Das aktuelle Design gefällt mir besser. Ich bin gespannt, wie die Lampen in einem Jahr aussehen.

Sonne, liebe Sonne …

Ich habe ja nichts gegen gelegentliche Regenschauer. Ein mehrtägiger Dauerregen und das auch noch, wenn man mit dem Wohnmobil unterwegs ist, nee, nicht mein Fall.

Vielleicht haben wir uns nur das falsche Gefährt ausgesucht.

Wenigstens haben wir keinen Keller, der volllaufen kann.

Irgendwie ist es eskaliert

Was als kleines Experiment begann, ist jetzt irgenwie eskaliert.

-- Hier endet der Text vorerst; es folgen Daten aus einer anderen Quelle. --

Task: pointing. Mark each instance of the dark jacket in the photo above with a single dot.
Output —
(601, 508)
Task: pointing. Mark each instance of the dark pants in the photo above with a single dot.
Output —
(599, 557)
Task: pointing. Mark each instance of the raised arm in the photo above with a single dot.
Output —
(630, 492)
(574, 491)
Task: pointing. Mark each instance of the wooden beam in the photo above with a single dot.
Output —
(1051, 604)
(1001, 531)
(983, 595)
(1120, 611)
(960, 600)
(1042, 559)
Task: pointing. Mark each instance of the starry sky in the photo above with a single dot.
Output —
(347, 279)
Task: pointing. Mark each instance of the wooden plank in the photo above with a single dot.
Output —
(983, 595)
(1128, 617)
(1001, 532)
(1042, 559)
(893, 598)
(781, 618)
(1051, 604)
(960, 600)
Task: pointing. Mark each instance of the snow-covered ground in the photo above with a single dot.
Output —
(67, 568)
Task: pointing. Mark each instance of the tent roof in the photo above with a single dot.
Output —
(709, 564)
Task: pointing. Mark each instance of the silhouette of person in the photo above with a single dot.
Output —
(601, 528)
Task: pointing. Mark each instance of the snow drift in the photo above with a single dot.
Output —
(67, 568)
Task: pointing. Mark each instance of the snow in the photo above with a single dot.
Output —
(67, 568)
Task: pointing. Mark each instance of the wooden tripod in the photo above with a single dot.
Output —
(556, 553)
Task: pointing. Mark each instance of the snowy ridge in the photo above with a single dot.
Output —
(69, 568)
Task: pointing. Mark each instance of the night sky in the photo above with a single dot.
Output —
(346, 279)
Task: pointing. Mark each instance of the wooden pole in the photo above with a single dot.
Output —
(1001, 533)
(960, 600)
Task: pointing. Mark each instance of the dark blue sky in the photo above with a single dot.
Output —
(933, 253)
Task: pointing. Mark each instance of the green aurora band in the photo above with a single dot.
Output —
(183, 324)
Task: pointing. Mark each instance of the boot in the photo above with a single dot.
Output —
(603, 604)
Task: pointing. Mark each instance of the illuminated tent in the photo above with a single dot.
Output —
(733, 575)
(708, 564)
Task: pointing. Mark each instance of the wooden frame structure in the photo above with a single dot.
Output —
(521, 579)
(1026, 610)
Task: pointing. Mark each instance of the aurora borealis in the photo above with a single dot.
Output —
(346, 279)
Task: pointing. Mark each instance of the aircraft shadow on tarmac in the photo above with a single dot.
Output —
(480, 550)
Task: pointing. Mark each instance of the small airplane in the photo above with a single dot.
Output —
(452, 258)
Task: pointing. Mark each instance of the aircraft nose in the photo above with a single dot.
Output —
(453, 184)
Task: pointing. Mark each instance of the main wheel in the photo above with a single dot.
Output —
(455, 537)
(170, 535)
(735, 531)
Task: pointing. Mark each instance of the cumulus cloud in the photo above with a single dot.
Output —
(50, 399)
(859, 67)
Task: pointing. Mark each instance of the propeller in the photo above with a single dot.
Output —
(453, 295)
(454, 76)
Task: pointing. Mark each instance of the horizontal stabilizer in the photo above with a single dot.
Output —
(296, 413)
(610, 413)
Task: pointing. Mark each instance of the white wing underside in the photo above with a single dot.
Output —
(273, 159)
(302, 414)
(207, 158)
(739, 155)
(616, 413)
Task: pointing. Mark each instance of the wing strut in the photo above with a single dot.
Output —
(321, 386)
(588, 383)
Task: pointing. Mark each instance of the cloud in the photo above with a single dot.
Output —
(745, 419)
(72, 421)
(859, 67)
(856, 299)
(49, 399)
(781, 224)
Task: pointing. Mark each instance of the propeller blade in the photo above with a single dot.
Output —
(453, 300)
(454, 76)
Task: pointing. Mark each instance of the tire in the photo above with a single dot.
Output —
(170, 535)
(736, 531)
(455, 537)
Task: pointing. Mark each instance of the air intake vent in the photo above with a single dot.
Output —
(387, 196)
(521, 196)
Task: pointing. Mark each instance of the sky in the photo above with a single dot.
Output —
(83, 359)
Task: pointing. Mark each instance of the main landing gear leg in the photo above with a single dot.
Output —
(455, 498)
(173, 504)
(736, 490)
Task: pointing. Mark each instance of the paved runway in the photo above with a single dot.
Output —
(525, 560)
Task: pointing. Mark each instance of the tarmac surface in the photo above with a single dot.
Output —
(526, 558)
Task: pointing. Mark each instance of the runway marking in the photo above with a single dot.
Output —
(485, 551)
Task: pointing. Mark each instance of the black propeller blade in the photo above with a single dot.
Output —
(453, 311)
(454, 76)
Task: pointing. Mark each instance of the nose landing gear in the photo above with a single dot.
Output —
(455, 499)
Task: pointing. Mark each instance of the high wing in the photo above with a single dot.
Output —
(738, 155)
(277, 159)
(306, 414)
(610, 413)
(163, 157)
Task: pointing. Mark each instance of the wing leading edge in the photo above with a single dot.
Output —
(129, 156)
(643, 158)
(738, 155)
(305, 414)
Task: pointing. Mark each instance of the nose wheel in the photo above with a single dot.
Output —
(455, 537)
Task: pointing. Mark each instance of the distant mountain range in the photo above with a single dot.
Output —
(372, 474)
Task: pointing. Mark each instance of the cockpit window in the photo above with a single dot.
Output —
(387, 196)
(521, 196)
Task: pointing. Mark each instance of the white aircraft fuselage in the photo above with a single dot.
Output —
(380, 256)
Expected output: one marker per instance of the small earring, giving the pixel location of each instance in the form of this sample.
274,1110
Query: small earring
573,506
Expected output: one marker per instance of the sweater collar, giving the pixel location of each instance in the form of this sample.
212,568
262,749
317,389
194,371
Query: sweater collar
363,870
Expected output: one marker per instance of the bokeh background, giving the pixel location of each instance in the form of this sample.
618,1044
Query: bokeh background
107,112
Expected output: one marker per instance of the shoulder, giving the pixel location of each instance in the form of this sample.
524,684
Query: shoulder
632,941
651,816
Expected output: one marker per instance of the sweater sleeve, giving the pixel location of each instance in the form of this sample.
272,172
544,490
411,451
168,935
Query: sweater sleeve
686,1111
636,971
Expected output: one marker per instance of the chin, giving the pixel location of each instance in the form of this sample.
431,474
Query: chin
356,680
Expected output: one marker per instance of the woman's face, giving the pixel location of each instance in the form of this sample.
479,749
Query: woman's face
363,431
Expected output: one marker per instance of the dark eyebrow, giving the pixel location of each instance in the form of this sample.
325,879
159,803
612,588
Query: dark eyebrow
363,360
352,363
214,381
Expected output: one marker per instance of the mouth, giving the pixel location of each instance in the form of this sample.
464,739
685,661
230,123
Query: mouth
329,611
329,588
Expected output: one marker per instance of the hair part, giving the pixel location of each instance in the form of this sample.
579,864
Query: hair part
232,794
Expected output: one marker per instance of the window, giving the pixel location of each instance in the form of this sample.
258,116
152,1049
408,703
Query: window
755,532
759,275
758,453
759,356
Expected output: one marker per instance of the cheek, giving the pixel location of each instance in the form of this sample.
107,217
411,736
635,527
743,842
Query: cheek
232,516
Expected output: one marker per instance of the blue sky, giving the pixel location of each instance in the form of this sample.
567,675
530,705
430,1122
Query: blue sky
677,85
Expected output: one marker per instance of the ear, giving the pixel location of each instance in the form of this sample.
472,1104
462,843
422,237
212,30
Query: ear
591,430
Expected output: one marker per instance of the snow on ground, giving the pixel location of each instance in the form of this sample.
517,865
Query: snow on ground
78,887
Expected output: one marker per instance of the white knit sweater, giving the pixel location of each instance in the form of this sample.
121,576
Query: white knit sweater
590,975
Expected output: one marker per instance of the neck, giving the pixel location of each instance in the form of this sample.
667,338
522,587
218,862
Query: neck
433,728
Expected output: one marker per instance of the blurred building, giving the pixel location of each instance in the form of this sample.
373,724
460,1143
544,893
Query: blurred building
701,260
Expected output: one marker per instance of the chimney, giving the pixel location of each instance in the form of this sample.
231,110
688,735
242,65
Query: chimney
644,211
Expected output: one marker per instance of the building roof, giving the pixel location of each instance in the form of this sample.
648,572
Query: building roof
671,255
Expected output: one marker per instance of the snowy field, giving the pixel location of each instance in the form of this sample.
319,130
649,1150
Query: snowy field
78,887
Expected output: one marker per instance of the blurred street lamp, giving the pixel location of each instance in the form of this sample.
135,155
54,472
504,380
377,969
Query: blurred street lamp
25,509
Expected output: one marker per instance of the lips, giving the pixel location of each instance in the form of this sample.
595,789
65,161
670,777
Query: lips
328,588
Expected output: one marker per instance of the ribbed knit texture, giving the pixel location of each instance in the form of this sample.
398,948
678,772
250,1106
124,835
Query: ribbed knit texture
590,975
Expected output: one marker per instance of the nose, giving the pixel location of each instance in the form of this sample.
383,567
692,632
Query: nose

Vorsichtig habe ich vor ein paar Wochen eine Zeichnung aus Pinterest mit Tuschestiften nachgezeichnet. Eine Glühlampe mit einem Baum und Vögeln. Glühlampen, diese Idee hat Besitz von mir ergriffen.

Inzwischen sind es knapp 60 Zeichnungen. Ein paar davon habe ich hier schon veröffentlicht. Das ist aber nur die Spitze des Eisberges. Ich habe noch einige Ideen im Skizzenbuch und im Kopf.

Wie gesagt, die Spitze des Eisberges.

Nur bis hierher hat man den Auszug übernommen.